Gene expression quantification was carried out by means of relative expression utilizing a house-keeping gene (HKG) to standardize the gene expression. HKGs are expected to be unaffected by treatment (social context) or tissue (gut, abdomen). Here, I used the gene for 28S rRNA, which is a suitable HKG in the bumblebee Bombus terrestris [8].

Relative gene expression was determined by incorporating the PCR efficiency for every gene calculated by LinReg [23]. The ΔCt method [24] was used with slight modifications accounting for PCR efficiency [22].
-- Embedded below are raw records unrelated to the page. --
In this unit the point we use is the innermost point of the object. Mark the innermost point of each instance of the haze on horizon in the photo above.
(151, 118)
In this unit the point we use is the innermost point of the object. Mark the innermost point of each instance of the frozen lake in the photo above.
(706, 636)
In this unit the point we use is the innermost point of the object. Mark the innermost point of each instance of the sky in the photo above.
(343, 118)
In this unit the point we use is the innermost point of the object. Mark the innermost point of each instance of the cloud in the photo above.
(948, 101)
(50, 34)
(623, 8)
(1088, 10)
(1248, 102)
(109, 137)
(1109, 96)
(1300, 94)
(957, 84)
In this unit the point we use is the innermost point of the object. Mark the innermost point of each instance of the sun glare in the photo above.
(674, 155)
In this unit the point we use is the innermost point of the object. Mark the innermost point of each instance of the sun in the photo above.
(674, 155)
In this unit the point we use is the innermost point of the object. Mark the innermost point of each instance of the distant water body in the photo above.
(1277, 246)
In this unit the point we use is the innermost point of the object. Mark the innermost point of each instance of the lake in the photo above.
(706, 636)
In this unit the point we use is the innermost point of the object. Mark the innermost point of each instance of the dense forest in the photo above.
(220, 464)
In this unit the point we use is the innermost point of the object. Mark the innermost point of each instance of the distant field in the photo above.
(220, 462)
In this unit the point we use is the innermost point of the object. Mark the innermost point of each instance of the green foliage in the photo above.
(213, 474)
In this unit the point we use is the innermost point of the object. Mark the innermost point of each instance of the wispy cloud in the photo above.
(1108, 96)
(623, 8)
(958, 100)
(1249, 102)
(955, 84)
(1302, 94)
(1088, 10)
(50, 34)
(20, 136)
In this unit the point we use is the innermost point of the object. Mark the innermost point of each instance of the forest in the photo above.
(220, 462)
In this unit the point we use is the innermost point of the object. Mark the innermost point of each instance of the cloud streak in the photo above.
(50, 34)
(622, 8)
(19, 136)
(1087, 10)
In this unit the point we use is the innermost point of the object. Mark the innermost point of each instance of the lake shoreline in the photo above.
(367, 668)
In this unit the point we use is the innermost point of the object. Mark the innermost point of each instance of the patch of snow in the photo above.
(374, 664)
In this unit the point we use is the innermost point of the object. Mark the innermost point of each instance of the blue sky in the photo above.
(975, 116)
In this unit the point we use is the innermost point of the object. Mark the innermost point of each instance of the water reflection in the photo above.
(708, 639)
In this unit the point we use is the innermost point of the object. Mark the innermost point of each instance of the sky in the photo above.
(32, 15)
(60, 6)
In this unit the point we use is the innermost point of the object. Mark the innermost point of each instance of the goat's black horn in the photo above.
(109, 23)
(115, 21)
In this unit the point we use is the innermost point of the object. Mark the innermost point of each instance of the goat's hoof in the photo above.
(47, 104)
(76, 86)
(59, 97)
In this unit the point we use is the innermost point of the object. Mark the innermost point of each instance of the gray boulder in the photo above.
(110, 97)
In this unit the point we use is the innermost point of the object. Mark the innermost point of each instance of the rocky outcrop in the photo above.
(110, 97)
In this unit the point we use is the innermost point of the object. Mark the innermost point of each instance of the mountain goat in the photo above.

Relative gene expression levels for the two lysozyme genes were log-transformed as untransformed data deviated from a normal distribution. Using the log-transformed relative gene expression levels as a response variable, I tested for the influence of several factors (gene, tissue, group size, density and all possible interaction terms) using an ANOVA with model selection (dredge function) and model averaging (model.avg function) using the R package MuMIn [25]. A TukeyHSD post hoc test was used to infer significance of within-factor combinations. All data analyses, including the statistical analyses, were carried out using standard spreadsheet software and R v3.5.3 [26].